Monday, October 13, 2014

Mary Effler: Project 3 - Violin Serial Cutting

For this model, I went with Professor Scott's line that this should be thought of as a tower. So thinking in that shape, I thought of what might be fun to adapt to that. I play the violin in my free time, so I thought it would be cool to design a violin into a pillar. I started from the idea of Ionic pillars from Greek/Roman architecture:
I kept the base pretty much standard, and the curled top reminded me of a violin's scroll
And then combined that with a standard violin:
And for some reason, though I'm honestly not sure where it came from, I got the idea that it should be conical. I just thought that would look cool, like maybe the model could be 3D printed into a bookend or something.

So I modeled it up in Blender, actually, given I was on a Linux box and that's what I had at the time. It's still made from polys, so it's very similar to what I would've done in Maya. I stared with the cone, removing the base and extruding it out to get the ionic columnar shape I wanted, then I deleted the top part of the cone and extruded and rotated that around a bunch to get the scroll shape. I then added some edge loops to make the bridge at the bottom, then added poly cylinders to get the strings and pegs.

The Maya wireframe on shaded view

Shaded view from Rhino

And it would pass for 3D printing!

From multiple viewpoints


I wanted to go ahead and make sure that this could be done both as serial cutting as prescribed for class, but also for standard 3D printing as well, since I might do that just for fun. So I set the layers for keyshot rendering to have the body pieces, then the strings and pegs be their own materials:
Ready for Keyshot!


But of course it also needs to be ready for serial cutting. So I took the curves of all the bits. As you can see, several of them would be their own floating pieces, due to the shape of the scroll. So in the actual slicing I did, I removed the floating bits, so the head scroll will look a little different than the printed model would be.

Floating pieces!
the curves extruded with floating pieces left intact.
With the floating pieces removed and the rods added in.
The serial cutting layout - plenty of room left over!

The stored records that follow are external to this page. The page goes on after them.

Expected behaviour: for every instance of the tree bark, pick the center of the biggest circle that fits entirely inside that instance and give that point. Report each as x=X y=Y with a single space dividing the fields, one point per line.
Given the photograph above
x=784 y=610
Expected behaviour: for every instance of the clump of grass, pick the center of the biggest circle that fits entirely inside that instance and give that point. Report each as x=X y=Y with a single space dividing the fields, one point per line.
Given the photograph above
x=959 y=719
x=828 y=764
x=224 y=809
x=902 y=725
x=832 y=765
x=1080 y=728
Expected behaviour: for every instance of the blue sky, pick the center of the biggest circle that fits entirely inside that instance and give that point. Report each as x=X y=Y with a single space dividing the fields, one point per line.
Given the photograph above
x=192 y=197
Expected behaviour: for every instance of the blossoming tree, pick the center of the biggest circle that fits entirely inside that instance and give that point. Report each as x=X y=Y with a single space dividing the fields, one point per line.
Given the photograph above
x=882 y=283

I'm still having that issue in Keyshot, where all my hard work separating out the pieces is for naught. I have it a little bit better now at the end of the semester since I'm more familiar with Keyshot. I went with a classic cherry wood design, since it is still a violin after all.





I would need to check its walls though before printing it - Shapeways says some are thin in the strings, but maybe submitting a larger sized model would help that. As you can tell by the quoted price, the size I sent them was tiny.


I've submitted the model to be print out of cardboard, as a serial slice, but due to the backlog (and the fact that I lost my Rhino serial slice file for a while there), it's not done yet. I'll post pictures once it's printed and pieced together.